Full And Half Precision

When creating tensors in our model, we will need to make sure that they work correctly with the Optimize for Speed and Memory checkbox. When this box is ticked, the model and input tensor to the model are converted to half precision. Therefore, any other tensors defined in the model forward function will also need to be half precision. This can be done simply by assigning any tensors defined in the forward function the same dtype as the input tensor.
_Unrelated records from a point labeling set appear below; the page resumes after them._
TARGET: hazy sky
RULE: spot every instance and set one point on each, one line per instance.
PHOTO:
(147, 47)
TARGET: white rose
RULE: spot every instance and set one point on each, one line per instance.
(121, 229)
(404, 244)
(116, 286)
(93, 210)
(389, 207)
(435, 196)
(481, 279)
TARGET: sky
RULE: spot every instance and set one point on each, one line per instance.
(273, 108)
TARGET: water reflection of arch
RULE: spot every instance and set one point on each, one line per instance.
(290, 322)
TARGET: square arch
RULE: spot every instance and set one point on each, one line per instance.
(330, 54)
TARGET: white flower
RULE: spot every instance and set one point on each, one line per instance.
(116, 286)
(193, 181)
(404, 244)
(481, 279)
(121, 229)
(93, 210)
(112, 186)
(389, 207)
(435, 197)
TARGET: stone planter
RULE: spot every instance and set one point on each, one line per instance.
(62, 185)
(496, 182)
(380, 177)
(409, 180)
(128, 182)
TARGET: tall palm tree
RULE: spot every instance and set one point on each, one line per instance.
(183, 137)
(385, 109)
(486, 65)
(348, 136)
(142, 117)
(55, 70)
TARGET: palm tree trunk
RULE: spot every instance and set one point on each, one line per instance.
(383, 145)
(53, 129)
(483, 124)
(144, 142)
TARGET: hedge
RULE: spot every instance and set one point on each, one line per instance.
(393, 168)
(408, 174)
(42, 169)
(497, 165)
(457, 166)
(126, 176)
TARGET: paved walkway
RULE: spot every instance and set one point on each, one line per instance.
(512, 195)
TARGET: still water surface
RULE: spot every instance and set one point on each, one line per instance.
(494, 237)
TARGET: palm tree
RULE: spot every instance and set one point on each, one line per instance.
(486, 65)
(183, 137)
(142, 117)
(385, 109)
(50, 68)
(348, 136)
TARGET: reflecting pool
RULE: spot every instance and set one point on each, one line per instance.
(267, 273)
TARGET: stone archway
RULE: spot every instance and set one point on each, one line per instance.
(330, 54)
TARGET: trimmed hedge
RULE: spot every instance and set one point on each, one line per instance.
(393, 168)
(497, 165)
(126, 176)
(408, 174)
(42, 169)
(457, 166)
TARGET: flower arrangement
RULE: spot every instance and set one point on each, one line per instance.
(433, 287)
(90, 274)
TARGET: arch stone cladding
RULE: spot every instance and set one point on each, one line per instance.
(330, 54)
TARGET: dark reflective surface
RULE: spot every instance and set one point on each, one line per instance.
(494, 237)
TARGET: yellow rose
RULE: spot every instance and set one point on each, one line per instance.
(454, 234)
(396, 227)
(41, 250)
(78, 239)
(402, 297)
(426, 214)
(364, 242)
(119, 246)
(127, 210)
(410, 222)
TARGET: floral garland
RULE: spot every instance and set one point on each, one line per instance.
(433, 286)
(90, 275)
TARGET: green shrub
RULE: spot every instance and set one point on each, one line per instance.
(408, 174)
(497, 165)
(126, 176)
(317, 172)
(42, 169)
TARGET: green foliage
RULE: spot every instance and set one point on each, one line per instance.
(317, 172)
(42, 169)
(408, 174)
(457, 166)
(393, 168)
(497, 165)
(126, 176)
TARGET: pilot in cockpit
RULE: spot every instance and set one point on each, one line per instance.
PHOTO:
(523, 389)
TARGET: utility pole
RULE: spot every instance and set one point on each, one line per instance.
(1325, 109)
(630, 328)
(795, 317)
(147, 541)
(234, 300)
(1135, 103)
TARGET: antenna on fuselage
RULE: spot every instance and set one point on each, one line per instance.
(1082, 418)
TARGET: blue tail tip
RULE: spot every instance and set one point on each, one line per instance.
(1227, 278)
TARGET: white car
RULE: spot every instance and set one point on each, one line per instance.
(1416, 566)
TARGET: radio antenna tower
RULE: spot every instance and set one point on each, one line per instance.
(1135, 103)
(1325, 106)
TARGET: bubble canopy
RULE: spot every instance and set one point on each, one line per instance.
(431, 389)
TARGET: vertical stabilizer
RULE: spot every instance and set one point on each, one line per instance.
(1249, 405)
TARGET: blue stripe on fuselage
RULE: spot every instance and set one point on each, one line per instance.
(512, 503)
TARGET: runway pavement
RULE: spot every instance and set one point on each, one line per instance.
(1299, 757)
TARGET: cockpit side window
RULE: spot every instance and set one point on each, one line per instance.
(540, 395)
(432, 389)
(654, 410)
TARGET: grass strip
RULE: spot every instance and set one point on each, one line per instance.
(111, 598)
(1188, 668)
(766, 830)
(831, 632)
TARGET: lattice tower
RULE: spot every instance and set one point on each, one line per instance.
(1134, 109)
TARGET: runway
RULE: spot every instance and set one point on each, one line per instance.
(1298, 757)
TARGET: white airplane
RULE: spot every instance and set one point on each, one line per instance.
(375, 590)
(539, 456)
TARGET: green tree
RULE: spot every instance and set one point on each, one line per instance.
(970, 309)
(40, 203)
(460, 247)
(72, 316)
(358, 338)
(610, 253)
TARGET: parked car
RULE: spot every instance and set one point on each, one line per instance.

Using our Cifar10ResNet example, we can edit the following lines to the forward function to ensure that the output tensor has the same dtype as the input tensor:

 def forward(self, input):
    :param input: A torch.Tensor of size 1 x 3 x H x W representing the input image
    :return: A torch.Tensor of size 1 x 1 x H x W of zeros or ones

    modelOutput = self.model.forward(input)
    modelLabel = int(torch.argmax(modelOutput[0]))

    plane = 0
    if modelLabel == plane:
       output = torch.ones(1, 1, input.shape[2], input.shape[3], dtype=input.dtype)
       output = torch.zeros(1, 1, input.shape[2], input.shape[3], dtype=input.dtype)
    return output

All tensors created in the model should be set up in this way to ensure they have the correct dtype. Having added these changes to the forward function, we can create the .pt and .cat files as before.


Try toggling on and off the Optimize for Speed and Memory checkbox in the Inference node to verify that the model and tensors are all being converted to the correct dtype.